Aimée du Roi - Catherine Decours.
Qui ne connaît pas l'extraordinaire destin de Françoise de Mortemart-Rochechouart, qui épousa par amour le joueur invétéré qu'était le marquis de Montespan et qui, devenue dame d'honneur de la reine Marie-Thérèse, finit un jour par prendre la succession de Louise de la Vallière dans le coeur du Roi-Soleil ?
Plus ahurissant
encore, les enfants de Mme de Montespan et de Louis XIV devinrent des
"légitimés de France" - si cela vous intéresse, voir ici sur Nota Bene. Et à la
mort du roi, en 1715, peu s'en fallut que la tutelle du petit Louis XV
ne revînt à l'un de ces légitimés, le duc du Maine.
Mme de Montespan était morte depuis longtemps, dans le plus grand recueillement.
Catherine
Decours, qui a choisi de nous rapporter cette existence exceptionnelle
en la faisant narrer par sa protagoniste principale, est historienne.
Peut-on dire qu'elle est également romancière, c'est une autre histoire.
De
prime abord pourtant, "Aimée du Roi", qui se présente comme les
mémoires remis par Mme de Montespan à son intendant afin que celui-ci
les confiât à un éditeur, apparaît comme une réussite. La recherche a
été poussée, les éléments rapportés sont logiques, les incohérences
rencontrées dans l'"Affaire des Poisons" sont montrées du doigt ...
mais ...
Parce qu'il y a un "mais."
Reconstituer
la langue du XVIIème siècle, ainsi que le fit superbement Françoise
Chandernagor avec "L'Allée du Roi", est une tâche délicate qui ne
tolère aucun défaut dans la concordance des temps. Et là,
visiblement, le lecteur, pour peu qu'il soit passionné par cette
période de notre histoire, se rend très vite compte qu'il perçoit toute
une multitude de fausses notes.
Puis, en dépit des efforts de
Catherine Decours et de la sympathie qu'elle éprouve envers Mme de
Montespan, elle ne parvient pas - ce n'est que mon opinion personnelle
- à insuffler à la figure de cette femme aussi exceptionnelle en son
genre que le fut Mme de Maintenon toute cette puissance et cette rage
de vivre dont elle fut assurément porteuse.
Enfin
- et c'est peut-être ce qui m'a le plus gênée - des pages entières sont
reprises à Saint-Simon. Certes, celui-ci était un lointain parent de
Mme de Montespan ... Mais tout de même ... Qu'on cite les emprûnts !

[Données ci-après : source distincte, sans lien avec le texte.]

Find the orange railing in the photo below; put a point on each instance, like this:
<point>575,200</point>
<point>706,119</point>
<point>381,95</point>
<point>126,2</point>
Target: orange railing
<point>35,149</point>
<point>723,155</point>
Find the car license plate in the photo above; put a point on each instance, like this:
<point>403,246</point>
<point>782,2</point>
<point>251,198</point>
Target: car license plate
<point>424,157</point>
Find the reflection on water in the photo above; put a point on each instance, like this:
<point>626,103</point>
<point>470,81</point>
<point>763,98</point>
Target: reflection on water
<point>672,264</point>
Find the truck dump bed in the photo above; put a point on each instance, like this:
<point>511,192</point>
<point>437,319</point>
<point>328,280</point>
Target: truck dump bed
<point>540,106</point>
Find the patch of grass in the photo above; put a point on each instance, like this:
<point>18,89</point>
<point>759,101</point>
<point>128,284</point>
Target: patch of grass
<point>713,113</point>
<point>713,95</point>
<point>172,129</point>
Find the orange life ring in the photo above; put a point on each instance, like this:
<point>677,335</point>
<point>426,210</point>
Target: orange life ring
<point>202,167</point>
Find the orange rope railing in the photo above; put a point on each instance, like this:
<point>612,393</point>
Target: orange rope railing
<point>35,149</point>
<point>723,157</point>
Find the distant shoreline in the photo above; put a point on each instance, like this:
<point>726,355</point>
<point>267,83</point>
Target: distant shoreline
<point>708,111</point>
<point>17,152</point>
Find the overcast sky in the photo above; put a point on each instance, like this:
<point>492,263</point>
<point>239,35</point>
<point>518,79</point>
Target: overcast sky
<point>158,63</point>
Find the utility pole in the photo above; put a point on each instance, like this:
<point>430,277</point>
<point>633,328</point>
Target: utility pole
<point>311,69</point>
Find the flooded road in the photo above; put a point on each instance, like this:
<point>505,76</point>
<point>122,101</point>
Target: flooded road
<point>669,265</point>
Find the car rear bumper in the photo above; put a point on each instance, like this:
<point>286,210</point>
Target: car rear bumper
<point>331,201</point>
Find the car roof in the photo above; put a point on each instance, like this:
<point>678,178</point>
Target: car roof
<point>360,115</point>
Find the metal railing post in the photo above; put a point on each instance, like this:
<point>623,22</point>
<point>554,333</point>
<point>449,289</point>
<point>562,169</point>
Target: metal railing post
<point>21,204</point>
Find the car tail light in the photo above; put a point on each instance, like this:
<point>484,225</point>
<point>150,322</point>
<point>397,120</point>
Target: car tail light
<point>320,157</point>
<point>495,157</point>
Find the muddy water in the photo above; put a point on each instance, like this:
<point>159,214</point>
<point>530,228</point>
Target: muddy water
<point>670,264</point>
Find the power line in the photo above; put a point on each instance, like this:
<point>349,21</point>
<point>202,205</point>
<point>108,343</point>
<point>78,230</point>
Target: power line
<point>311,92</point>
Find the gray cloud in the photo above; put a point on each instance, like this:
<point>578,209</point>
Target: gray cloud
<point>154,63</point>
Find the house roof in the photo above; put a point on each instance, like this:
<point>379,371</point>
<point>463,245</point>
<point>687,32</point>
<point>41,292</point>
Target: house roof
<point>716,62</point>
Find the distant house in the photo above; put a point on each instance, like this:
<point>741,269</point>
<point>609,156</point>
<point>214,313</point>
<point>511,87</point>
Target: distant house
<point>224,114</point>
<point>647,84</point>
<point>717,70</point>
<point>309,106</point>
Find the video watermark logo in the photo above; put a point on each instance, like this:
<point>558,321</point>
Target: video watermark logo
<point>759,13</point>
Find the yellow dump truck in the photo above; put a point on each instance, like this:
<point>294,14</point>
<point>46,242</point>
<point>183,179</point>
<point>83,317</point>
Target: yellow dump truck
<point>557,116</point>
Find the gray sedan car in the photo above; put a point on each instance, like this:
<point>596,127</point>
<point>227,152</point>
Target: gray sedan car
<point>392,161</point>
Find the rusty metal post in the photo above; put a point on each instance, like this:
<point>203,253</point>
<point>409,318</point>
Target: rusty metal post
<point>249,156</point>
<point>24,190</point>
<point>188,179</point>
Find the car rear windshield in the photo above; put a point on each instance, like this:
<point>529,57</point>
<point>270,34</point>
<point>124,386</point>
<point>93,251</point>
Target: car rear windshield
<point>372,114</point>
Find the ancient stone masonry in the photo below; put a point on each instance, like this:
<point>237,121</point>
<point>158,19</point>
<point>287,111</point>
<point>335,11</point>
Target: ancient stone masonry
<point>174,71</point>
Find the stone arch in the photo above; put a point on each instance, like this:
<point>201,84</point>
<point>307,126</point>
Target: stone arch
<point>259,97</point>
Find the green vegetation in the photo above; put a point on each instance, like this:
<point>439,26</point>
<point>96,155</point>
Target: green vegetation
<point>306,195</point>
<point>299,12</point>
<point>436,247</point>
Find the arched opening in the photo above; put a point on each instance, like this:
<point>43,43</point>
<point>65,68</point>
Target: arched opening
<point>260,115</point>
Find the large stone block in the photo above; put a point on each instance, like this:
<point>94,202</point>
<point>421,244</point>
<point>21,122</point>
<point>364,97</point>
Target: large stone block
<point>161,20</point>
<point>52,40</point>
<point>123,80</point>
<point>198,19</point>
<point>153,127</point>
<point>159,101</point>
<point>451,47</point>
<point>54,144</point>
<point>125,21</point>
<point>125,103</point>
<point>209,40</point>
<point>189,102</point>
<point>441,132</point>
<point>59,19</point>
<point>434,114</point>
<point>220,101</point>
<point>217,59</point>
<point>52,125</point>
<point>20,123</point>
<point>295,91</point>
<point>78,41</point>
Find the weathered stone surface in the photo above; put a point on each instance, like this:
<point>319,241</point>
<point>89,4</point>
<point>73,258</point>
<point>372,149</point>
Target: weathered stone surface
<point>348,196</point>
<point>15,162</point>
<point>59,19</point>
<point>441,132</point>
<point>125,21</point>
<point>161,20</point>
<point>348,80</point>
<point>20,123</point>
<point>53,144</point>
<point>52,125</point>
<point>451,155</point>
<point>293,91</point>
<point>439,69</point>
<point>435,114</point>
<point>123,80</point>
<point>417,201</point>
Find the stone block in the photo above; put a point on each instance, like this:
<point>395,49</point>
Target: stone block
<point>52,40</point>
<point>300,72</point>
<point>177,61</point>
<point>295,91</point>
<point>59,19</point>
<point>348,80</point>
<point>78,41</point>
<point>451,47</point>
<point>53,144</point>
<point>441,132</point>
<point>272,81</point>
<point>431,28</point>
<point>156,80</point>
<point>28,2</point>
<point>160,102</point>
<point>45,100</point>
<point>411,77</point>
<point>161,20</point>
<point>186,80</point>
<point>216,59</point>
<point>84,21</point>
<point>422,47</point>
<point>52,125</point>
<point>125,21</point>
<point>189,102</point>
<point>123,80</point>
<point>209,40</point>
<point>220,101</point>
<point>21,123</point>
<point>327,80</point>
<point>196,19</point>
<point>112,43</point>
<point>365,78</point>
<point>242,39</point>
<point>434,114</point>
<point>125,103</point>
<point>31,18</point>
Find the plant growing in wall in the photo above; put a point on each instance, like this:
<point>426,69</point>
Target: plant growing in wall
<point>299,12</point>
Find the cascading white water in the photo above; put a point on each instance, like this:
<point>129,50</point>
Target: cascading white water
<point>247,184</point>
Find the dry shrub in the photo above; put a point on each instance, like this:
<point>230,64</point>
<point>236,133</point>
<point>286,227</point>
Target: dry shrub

Surtout quand ils s'élèvent à ce nombre !
Bien
évidemment, si vous connaissez mal Saint-Simon et si vous vous
intéressez d'assez loin au règne de Louis XIV (j'allais écrire un peu à
la façon des lectrices de la série "Angélique" bien que cette série, je
le souligne, soit tout de même l'une des meilleures jamais faite sur le
sujet), vous pouvez acheter "Aimée du Roi" : vous serez ravi et rien ne
devrait assombrir pour vous le plaisir réel que l'on prend à cette
lecture.
De toutes façons, il était temps de donner la
parole à une femme qui, violemment décriée et calomniée sa vie durant,
valait sans doute un peu mieux que ce que la légende habilement
orchestrée par les adorateurs de Mme de Maintenon a fait d'elle.